[p2p-research] First-ever Blueprint of A Minimal Cell Is More Complex Than Expected

Ryan rlanham1963 at gmail.com
Sun Nov 29 13:34:27 CET 2009


  Sent to you by Ryan via Google Reader: First-ever Blueprint of A
Minimal Cell Is More Complex Than Expected via CellNEWS by ZenMaster on
11/28/09
EMBL and CRG scientists reveal what a self-sufficient cell cannot do
without
Saturday, 28 November 2009

What are the bare essentials of life, the indispensable ingredients
required to produce a cell that can survive on its own? Can we describe
the molecular anatomy of a cell, and understand how an entire organism
functions as a system? These are just some of the questions that
scientists in a partnership between the European Molecular Biology
Laboratory (EMBL) in Heidelberg, Germany, and the Centre de Regulacio
Genòmica (CRG) in Barcelona, Spain, set out to address. In three papers
published back-to-back today in Science, they provide the first
comprehensive picture of a minimal cell, based on an extensive
quantitative study of the biology of the bacterium that causes atypical
pneumonia, Mycoplasma pneumoniae. The study uncovers fascinating
novelties relevant to bacterial biology and shows that even the
simplest of cells is more complex than expected.

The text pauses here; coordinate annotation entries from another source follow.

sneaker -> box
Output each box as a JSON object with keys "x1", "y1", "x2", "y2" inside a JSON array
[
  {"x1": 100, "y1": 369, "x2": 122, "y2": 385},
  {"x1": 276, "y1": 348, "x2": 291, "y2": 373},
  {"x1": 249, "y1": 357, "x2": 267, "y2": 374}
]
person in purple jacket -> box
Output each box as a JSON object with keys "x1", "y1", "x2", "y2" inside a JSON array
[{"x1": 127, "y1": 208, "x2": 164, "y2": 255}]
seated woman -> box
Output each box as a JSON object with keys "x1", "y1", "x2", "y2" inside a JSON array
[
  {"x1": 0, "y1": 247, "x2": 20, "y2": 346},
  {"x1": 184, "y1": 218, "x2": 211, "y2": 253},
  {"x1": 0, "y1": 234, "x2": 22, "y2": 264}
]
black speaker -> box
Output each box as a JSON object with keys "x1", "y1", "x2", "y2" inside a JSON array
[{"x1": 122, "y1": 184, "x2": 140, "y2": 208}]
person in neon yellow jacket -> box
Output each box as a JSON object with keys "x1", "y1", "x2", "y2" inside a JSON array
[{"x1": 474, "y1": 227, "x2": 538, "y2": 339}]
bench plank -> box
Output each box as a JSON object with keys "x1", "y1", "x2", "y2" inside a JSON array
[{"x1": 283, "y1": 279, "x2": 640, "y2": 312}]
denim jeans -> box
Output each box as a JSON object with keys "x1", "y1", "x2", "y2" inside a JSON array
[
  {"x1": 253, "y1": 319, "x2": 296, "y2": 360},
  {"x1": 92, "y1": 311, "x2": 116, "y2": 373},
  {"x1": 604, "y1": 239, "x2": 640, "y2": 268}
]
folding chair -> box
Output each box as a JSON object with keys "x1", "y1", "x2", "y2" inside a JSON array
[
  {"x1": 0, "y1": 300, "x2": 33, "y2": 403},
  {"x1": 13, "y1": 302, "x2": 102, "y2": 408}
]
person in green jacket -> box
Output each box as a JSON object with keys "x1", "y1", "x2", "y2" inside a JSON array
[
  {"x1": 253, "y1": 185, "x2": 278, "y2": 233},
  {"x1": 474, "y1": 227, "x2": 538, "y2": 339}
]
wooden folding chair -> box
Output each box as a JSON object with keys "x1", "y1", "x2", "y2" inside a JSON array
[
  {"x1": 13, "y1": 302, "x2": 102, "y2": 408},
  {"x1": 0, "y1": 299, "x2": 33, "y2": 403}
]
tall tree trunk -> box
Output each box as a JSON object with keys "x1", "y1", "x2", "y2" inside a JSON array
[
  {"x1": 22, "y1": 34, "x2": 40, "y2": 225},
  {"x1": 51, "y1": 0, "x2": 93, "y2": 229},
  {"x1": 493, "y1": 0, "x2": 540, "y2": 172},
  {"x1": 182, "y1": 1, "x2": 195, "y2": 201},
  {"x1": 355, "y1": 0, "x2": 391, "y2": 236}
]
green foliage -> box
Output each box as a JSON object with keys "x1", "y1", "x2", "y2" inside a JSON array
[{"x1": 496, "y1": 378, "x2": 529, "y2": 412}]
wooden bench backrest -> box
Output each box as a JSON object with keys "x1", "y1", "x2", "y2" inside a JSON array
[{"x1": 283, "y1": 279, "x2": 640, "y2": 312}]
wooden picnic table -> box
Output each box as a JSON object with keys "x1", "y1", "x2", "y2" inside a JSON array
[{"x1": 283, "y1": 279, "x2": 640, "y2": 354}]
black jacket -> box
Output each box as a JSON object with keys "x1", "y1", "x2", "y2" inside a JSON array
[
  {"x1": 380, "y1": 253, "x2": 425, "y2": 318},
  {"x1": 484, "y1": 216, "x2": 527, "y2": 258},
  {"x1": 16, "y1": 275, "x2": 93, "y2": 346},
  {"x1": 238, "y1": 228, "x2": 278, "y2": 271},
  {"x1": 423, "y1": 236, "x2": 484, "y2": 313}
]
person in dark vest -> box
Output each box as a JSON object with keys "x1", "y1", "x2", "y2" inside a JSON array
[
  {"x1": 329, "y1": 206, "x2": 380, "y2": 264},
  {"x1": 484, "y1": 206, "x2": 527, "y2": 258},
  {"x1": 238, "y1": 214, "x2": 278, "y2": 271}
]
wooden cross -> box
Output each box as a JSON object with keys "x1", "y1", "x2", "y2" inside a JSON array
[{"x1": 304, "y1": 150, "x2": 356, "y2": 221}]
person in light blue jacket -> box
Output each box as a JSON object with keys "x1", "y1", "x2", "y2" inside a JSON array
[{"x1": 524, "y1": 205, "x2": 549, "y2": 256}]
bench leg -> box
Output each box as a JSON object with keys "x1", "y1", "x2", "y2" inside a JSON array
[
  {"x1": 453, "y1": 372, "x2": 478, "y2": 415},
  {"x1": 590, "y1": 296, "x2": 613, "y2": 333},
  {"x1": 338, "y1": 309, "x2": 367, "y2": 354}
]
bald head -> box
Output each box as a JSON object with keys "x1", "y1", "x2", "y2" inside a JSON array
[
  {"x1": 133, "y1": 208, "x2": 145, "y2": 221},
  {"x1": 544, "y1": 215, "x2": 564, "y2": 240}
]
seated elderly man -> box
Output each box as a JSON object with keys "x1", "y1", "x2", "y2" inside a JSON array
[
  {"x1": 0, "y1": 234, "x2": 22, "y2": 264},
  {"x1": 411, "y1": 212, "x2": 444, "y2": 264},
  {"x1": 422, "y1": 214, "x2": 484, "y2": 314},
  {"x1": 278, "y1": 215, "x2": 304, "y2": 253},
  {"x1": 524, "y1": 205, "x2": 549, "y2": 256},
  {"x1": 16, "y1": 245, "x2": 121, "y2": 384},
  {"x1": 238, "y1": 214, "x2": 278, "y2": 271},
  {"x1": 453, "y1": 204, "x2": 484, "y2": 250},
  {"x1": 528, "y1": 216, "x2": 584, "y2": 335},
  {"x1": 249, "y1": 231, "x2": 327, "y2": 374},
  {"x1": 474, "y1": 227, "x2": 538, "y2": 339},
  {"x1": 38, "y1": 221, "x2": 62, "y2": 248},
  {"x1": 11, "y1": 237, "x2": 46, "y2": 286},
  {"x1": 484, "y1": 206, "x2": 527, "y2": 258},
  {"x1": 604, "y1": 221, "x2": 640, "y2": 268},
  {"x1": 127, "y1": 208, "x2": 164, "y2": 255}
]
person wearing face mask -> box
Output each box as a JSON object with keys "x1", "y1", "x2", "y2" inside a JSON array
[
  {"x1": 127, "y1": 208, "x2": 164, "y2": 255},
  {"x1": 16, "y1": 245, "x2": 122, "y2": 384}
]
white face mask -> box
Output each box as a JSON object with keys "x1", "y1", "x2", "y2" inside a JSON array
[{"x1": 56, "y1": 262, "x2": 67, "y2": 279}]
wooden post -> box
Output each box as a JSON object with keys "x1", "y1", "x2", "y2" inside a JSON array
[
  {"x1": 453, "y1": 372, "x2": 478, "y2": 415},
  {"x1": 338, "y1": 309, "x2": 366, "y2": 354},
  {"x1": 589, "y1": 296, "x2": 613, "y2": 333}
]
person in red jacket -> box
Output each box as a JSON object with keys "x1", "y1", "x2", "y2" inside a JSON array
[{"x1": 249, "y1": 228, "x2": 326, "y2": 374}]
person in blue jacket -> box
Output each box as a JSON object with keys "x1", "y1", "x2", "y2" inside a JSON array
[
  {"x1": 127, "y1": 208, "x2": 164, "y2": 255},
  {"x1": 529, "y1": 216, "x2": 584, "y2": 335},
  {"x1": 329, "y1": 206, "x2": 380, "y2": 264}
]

Mycoplasma pneumoniae is a small, single-cell bacterium that causes
atypical pneumonia in humans. It is also one of the smallest
prokaryotes – organisms whose cells have no nucleus – that do not
depend on a host's cellular machinery to reproduce. This is why the six
research groups, which set out to characterize a minimal cell in a
project headed by scientists Peer Bork, Anne-Claude Gavin and Luis
Serrano, chose M. pneumoniae as a model: it is complex enough to
survive on its own, but small and, theoretically, simple enough to
represent a minimal cell – and to enable a global analysis.

A network of research groups at EMBL's Structural and Computational
Biology Unit and CRG's EMBL-CRG Systems Biology Partnership Unit
approached the bacterium at three different levels. One team of
scientists described M. pneumoniae's transcriptome, identifying all the
RNA molecules, or transcripts, produced from its DNA, under various
environmental conditions. Another defined all the metabolic reactions
that occurred in it, collectively known as its metabolome, under the
same conditions. A third team identified every multi-protein complex
the bacterium produced, thus characterising its proteome organisation.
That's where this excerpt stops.